A shared bank for couples.

This is a concept project: a bank for couples who share their finances. I didn't design the whole application — I designed one flow, the shared setup: the couple decides what each partner contributes, which bills the shared pot covers, how spending is split into cards, and what they're saving for. It's the flow where all the real decisions live, so it's where the design problem is.

The process, briefly: desk research first, distilled into five constraints that guided the design decisions. Then flow explorations and lo-fi wireframes, a coded prototype, and a moderated usability test. Only after that came the visual identity and the final coded UI — which is embedded further down, live.

Five constraints I designed against.

I started by writing research questions to organise the research, aiming to cover every aspect of the product: how do couples actually organise their money — what's shared, what's kept separate? What happens when incomes are unequal? Why do money fights start, and what are they really about? What makes saving together work?

With those questions set, I did a round of desk research — existing studies on couples and money, plus the behavioural economics behind spending and saving. From the findings I distilled five constraints. Not hard rules, but things I kept with me throughout the project — they guided the product decisions from here on.

  1. 01Boundary. Couples want partial transparency, not full. What's shared is visible to both; what's personal stays private. So nothing is ever defaulted into the shared layer — every shared item is an active choice.
  2. 02Fairness. The harm from unequal income isn't the gap, it's the unspoken meaning. Contribution has to be explicit, agreed, and proportional to income — never an assumed 50/50. This is the product's sharpest differentiator: the Icelandic incumbent only offers 50/50.
  3. 03Mental load. The partner who manages the money carries stress nobody consciously handed them. Automate the execution, and surface decisions as shared, so the admin is distributed rather than dumped on one person.
  4. 04Goals. Shared goals motivate more than private ones, and visible progress sustains them. Saving has to feel motivating, not like filling in a form — named pots, a picture of what you're saving toward, progress both partners can see.
  5. 05Couple-first. Every existing tool treats a couple as two individuals. Here the shared pot is the primary concept and setup is a joint act — neither partner's experience is the secondary one.

Finding the flow.

In this phase I needed to finalise the base task flow first, then move on to the detail — what belongs on each screen. For this I used Claude Code and Paper design. It was a really enjoyable workflow: I could brainstorm different ideas with Claude Code and easily see them laid out in Paper design.

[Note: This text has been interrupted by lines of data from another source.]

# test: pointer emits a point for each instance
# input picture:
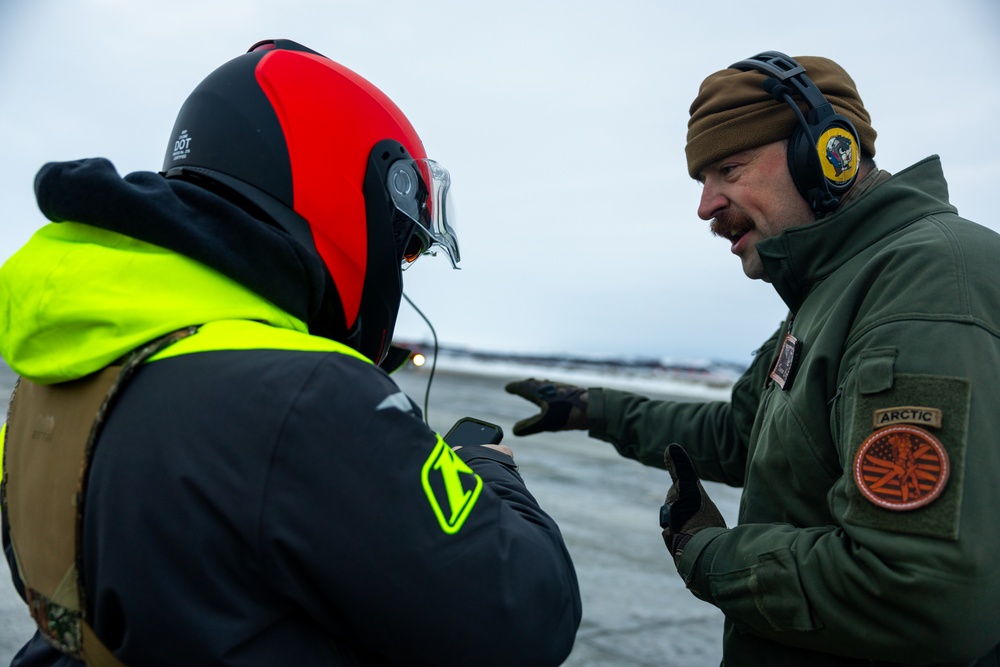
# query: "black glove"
(564, 407)
(687, 509)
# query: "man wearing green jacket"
(866, 434)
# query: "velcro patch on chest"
(901, 468)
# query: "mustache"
(729, 224)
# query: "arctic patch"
(907, 414)
(451, 487)
(901, 468)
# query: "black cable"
(427, 393)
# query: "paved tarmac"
(636, 611)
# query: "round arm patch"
(901, 468)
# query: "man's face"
(749, 197)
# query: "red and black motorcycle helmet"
(330, 159)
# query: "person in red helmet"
(204, 462)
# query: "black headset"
(823, 151)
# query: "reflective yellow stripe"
(249, 335)
(3, 438)
(452, 487)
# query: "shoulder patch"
(907, 414)
(451, 487)
(901, 467)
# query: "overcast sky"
(562, 123)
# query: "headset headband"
(823, 153)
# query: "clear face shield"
(429, 209)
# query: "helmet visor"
(430, 210)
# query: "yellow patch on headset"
(838, 154)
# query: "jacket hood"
(77, 296)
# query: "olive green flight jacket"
(859, 540)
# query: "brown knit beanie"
(732, 113)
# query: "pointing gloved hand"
(564, 406)
(687, 509)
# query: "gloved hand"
(687, 509)
(564, 406)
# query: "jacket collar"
(801, 257)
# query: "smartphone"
(470, 431)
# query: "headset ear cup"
(802, 164)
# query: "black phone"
(471, 431)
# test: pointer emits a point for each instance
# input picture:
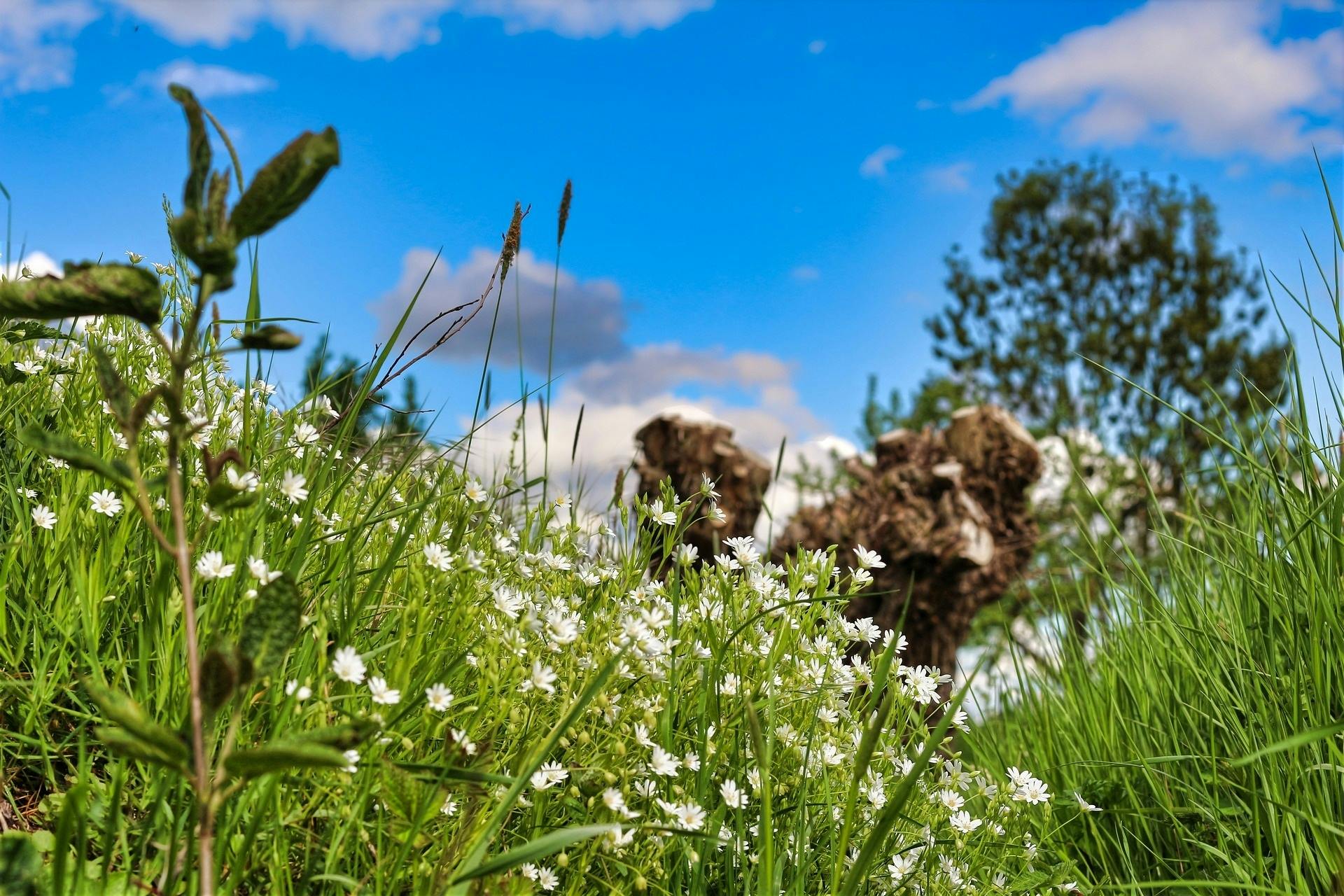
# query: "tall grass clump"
(249, 649)
(1206, 720)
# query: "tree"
(1093, 279)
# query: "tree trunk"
(948, 511)
(686, 450)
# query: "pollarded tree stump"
(948, 511)
(686, 449)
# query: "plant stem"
(182, 552)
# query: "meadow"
(249, 648)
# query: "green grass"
(1208, 715)
(685, 729)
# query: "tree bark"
(686, 449)
(948, 511)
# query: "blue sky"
(764, 191)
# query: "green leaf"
(19, 864)
(1028, 881)
(218, 679)
(225, 498)
(536, 850)
(124, 743)
(284, 755)
(74, 454)
(113, 387)
(340, 736)
(214, 253)
(269, 629)
(85, 289)
(270, 339)
(198, 148)
(286, 183)
(456, 773)
(27, 331)
(128, 713)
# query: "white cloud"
(651, 370)
(617, 386)
(589, 323)
(386, 29)
(587, 18)
(875, 166)
(35, 51)
(606, 438)
(36, 35)
(38, 264)
(206, 81)
(949, 179)
(1203, 77)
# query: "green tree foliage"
(1104, 298)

Three flow directions came and went — one partner setting up and the other just approving, a turn-based version, and the one I committed to: both partners set their own contribution, then move through bills, spending, and savings together, before a final review. The outcome was both that flow and a first take on what each screen should hold.

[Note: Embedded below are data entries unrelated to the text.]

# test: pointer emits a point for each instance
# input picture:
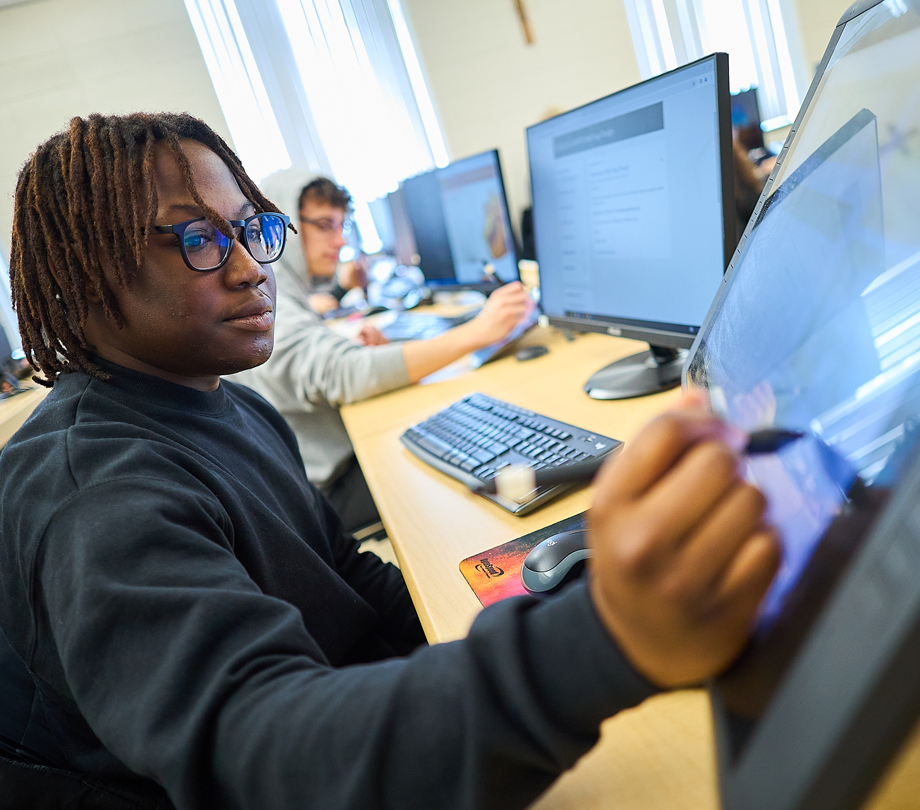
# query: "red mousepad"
(496, 573)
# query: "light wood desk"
(660, 755)
(15, 410)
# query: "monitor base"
(649, 372)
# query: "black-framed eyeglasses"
(330, 226)
(205, 248)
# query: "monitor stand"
(657, 369)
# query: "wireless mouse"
(529, 352)
(550, 561)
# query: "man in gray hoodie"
(313, 371)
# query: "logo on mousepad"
(495, 573)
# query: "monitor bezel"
(660, 334)
(453, 285)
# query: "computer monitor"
(634, 218)
(746, 119)
(459, 218)
(393, 227)
(817, 328)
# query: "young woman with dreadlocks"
(196, 628)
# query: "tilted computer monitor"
(633, 213)
(459, 218)
(816, 328)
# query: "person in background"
(323, 233)
(313, 370)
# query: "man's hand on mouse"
(504, 310)
(682, 555)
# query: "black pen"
(518, 482)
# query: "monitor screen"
(629, 207)
(459, 218)
(633, 215)
(817, 327)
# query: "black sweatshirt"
(192, 612)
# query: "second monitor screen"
(461, 225)
(628, 206)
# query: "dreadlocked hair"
(84, 205)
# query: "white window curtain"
(331, 86)
(238, 83)
(758, 35)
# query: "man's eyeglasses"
(330, 226)
(206, 248)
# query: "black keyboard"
(476, 437)
(422, 327)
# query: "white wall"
(60, 58)
(488, 85)
(817, 19)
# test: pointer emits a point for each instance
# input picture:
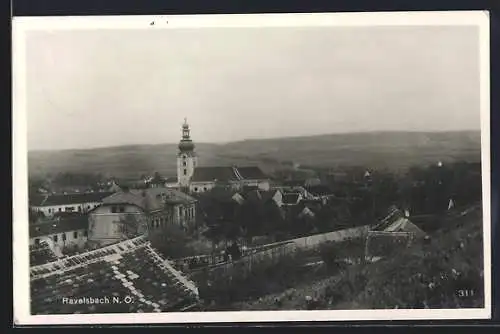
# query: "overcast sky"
(106, 88)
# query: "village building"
(60, 233)
(127, 277)
(78, 202)
(291, 199)
(319, 192)
(133, 212)
(197, 179)
(394, 233)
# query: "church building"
(197, 179)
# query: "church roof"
(291, 198)
(149, 199)
(226, 174)
(319, 190)
(129, 269)
(41, 254)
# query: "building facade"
(79, 202)
(196, 179)
(130, 213)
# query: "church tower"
(186, 158)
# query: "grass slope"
(376, 149)
(427, 275)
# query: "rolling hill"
(394, 150)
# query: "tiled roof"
(58, 226)
(226, 174)
(251, 173)
(41, 254)
(127, 197)
(52, 200)
(37, 199)
(290, 198)
(381, 244)
(129, 269)
(404, 225)
(211, 174)
(171, 179)
(319, 190)
(171, 196)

The Paper canvas with the wireframe explorations — three flow directions and many screen variants side by side Paper
Every wireframe explored, on one Paper canvas.
The final screens from this phase.

Making it real, then testing it.

With the flow and screens resolved, I built them into a working prototype — the whole setup, clickable end to end. Clicking through it for real surfaced things the static wireframes had hidden, so I refined each screen as I went.

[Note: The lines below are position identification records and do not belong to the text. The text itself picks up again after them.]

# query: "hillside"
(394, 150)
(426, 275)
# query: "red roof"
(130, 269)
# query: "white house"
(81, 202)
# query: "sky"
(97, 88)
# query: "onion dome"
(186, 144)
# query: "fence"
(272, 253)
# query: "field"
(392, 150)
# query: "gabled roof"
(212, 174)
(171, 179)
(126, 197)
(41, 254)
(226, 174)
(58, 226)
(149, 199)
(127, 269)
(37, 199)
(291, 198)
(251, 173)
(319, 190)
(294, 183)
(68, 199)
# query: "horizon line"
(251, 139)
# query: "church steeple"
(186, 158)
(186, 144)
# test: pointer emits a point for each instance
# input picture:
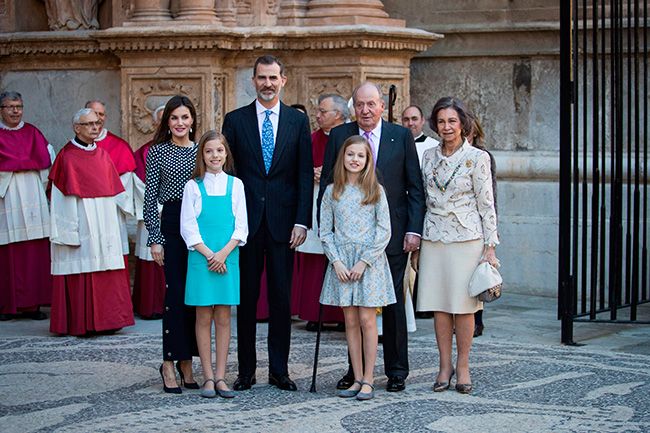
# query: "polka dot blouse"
(168, 168)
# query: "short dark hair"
(163, 133)
(268, 59)
(456, 105)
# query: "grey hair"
(11, 95)
(340, 104)
(154, 115)
(94, 100)
(83, 112)
(367, 83)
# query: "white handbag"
(485, 283)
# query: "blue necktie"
(267, 140)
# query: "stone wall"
(502, 58)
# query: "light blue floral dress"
(351, 232)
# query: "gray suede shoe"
(209, 393)
(223, 393)
(366, 395)
(348, 393)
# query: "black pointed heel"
(175, 390)
(188, 385)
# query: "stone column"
(226, 12)
(149, 11)
(292, 12)
(341, 12)
(199, 11)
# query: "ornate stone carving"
(220, 102)
(72, 14)
(147, 93)
(149, 11)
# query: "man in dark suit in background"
(399, 172)
(271, 146)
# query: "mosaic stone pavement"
(111, 384)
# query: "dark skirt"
(179, 339)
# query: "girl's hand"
(357, 270)
(158, 254)
(490, 256)
(220, 259)
(415, 260)
(341, 271)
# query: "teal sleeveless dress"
(216, 224)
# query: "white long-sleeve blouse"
(459, 196)
(215, 185)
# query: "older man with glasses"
(91, 291)
(25, 158)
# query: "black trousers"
(179, 337)
(395, 337)
(279, 267)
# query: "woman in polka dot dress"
(169, 165)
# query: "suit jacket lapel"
(253, 135)
(386, 145)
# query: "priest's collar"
(102, 134)
(83, 145)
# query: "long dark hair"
(163, 134)
(199, 168)
(456, 105)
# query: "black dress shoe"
(243, 383)
(283, 382)
(395, 384)
(345, 382)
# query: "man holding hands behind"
(398, 171)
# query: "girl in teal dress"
(213, 225)
(355, 230)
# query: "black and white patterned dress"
(168, 168)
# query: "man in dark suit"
(271, 147)
(399, 172)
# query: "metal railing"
(603, 249)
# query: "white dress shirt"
(375, 136)
(215, 185)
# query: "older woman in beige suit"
(460, 231)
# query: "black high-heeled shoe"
(188, 385)
(175, 390)
(443, 386)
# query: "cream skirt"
(444, 274)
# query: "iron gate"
(603, 250)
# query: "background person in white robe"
(90, 288)
(25, 159)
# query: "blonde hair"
(199, 168)
(367, 178)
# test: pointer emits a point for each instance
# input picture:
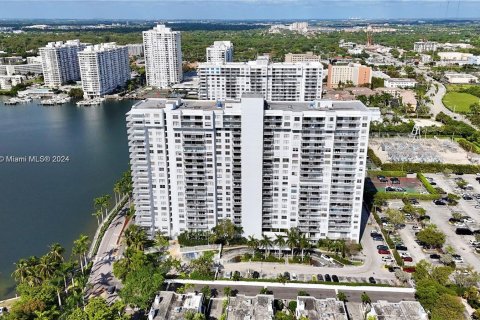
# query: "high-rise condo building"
(266, 166)
(351, 73)
(275, 81)
(60, 62)
(104, 68)
(220, 52)
(163, 56)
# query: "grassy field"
(458, 101)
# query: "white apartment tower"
(163, 56)
(60, 62)
(267, 166)
(220, 52)
(275, 81)
(104, 68)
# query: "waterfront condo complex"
(60, 62)
(275, 81)
(163, 56)
(266, 165)
(104, 68)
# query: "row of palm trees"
(293, 240)
(121, 188)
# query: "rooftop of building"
(208, 105)
(171, 306)
(321, 309)
(243, 307)
(404, 310)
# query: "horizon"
(240, 10)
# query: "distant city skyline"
(239, 9)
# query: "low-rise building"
(259, 307)
(169, 305)
(353, 73)
(301, 57)
(449, 58)
(424, 46)
(384, 310)
(320, 309)
(7, 82)
(400, 83)
(460, 78)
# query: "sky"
(239, 9)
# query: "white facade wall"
(275, 81)
(163, 57)
(103, 69)
(60, 62)
(266, 169)
(220, 52)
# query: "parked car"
(463, 231)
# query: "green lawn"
(459, 102)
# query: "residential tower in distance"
(163, 56)
(275, 81)
(220, 52)
(60, 62)
(103, 68)
(267, 166)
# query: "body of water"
(42, 203)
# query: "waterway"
(41, 201)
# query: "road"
(101, 276)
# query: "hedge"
(431, 167)
(387, 173)
(468, 146)
(373, 157)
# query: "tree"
(226, 231)
(431, 236)
(396, 217)
(140, 286)
(365, 298)
(342, 296)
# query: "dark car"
(464, 231)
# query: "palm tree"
(80, 248)
(266, 243)
(280, 242)
(292, 239)
(303, 244)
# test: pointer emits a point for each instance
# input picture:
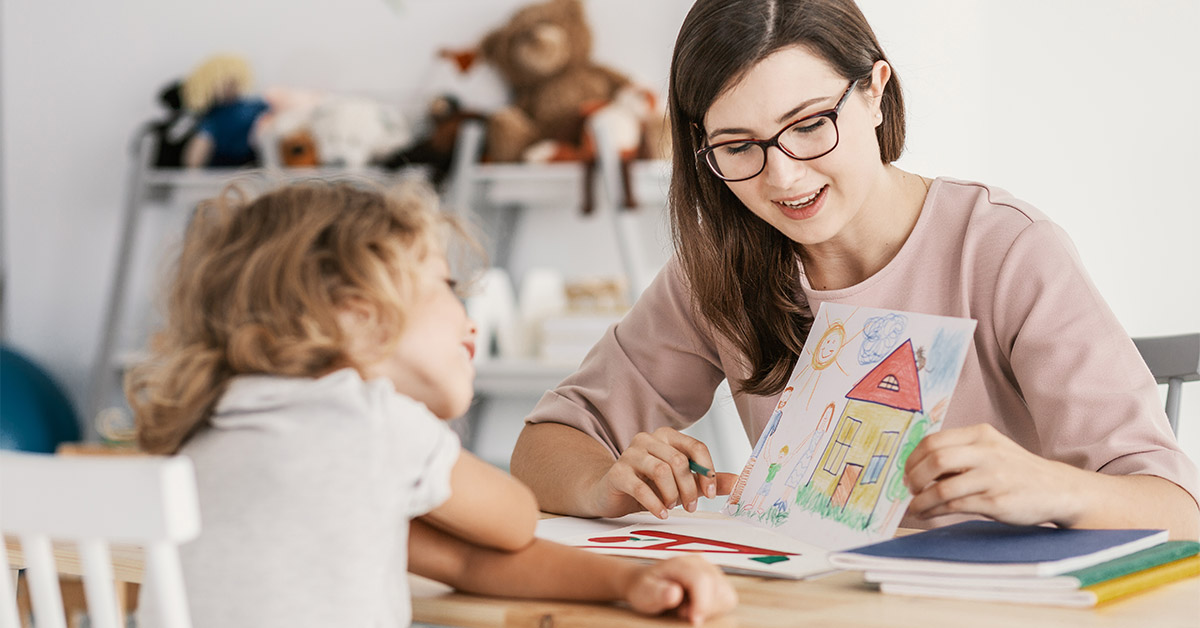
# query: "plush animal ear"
(573, 7)
(492, 45)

I also mapped the flow as a user flow diagram to catch the edge cases and added them to the prototype.

Then I put it in front of people: a moderated, think-aloud usability test, real tasks, watching without stepping in. Below is each screen that was tested, and where people got stuck.

The setup flow mapped as a diagram — screens, decisions, and undesigned edge states
The flow mapped out — main path left to right, edge cases and undesigned states branching off.

Now the colour and brand.

With the flow tested and settled, I added colour and brand. The goal was trust: a product you hand your salary to has to feel calm and solid, not like a spreadsheet. I used Mobbin to study how established banking and finance apps build that trust, and pulled the direction from there.

For the build, I set up a simple two-step design system — raw values (the palette, type, spacing) feeding semantic tokens (background, accent, savings) — so the whole UI stays consistent from one source. I moved the design between Claude Code and Figma, using Figma wherever I needed finer control, then bringing it back into the coded product.